Six Ways to Live Through a Volatile Market as a Retiree

Debbie Loper |

1. Check your cash. 

At a time when the market is down, cash can be a very good thing. Consider using the cash allocation in your accounts for withdrawals in order to delay the need to sell when the market is down. Selling in a downturn could provide you with less investments when a recovery does come. So, a short term downturn could lead to a permanent decrease in your income stream. Using the cash could benefit you allowing the stocks to recover.

2. Ensure essential expenses are covered.

Utilize your guaranteed money such as Social Security, annuities or pensions for your essential expenses, such as housing, food, etc. By doing this, your investments can be used for the non-essentials, such as travel, entertainment, etc. This could provide the flexibility to cut back on spending from your investment accounts in a down market. 

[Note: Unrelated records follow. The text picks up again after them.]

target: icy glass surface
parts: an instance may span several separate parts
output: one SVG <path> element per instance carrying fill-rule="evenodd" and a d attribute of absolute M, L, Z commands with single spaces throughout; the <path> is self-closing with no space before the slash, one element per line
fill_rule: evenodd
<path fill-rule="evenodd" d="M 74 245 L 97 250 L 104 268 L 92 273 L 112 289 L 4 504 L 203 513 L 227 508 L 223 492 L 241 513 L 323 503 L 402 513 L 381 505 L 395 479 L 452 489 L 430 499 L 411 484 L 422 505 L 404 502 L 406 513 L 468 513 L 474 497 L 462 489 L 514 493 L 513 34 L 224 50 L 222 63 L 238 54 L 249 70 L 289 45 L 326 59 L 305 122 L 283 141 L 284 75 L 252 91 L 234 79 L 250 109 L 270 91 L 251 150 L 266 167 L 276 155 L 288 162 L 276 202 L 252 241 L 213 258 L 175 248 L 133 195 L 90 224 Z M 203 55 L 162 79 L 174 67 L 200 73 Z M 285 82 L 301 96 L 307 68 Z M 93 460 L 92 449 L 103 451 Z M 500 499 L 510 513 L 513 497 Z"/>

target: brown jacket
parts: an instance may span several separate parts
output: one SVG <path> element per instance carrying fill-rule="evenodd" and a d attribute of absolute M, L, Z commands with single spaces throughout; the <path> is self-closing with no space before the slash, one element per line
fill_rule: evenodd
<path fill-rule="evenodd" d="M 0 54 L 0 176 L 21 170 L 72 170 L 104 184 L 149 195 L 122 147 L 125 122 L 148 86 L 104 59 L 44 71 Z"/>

3. How is your withdrawal rate?

Financial professionals often suggest limiting the amount of withdrawals from investment accounts to 4%-6% per year (factor in inflation) so that you are shielded from running out of money prematurely. If you are an extra cautious investor/retiree, you might not consider the inflation factor or reduce the amount you withdraw. But then again, most withdrawal plans should be built to weather most downturns, so these considerations may not be needed.

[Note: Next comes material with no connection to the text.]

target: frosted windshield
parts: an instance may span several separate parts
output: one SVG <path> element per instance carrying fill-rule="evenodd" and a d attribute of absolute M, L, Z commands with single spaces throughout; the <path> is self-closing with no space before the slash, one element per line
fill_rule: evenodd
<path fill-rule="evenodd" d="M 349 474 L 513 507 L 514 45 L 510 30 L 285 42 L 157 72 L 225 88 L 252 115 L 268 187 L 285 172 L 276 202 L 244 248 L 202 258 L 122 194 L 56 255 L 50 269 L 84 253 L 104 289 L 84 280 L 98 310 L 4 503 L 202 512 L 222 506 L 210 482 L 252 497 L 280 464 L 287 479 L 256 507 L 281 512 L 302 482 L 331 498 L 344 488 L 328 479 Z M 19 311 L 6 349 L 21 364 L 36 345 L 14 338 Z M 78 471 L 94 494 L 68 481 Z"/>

4. Check your alternative income sources.

Some retirees have considered alternative income sources in extended downturns, such as part-time jobs, selling unused possessions or renting out a vacation home. Typically, these options prove to be short-term once the markets have returned.

5. It’s important to closely review investment income.

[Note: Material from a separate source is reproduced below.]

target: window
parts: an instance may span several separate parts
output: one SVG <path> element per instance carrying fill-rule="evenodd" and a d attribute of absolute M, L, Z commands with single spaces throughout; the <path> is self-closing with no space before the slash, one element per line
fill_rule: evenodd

Have you ever wondered which part of your investment portfolio to sell first? The tax impact is very important. Normally, it’s better to withdraw from taxable accounts first, to allow the tax deferred accounts to continue to grow. Some retirees consider generating income from dividends or interests instead of selling shares. This should protect the principal, which will assist in benefiting from a market recovery.    Also, if you are spending down assets in a down market, check the allocation. If your allocation has moved towards bonds in the downturn, sell the bonds first, allowing the stocks to recover in a market recovery.

6. Market volatility is here to stay.

The market will go up and the market will go down. So, have a plan in place that will assist you in protecting your investments to recover with the market and take care of your essential expenses. This will assist you in making sure your savings will last and this can result in easing your mind in the most volatile of markets.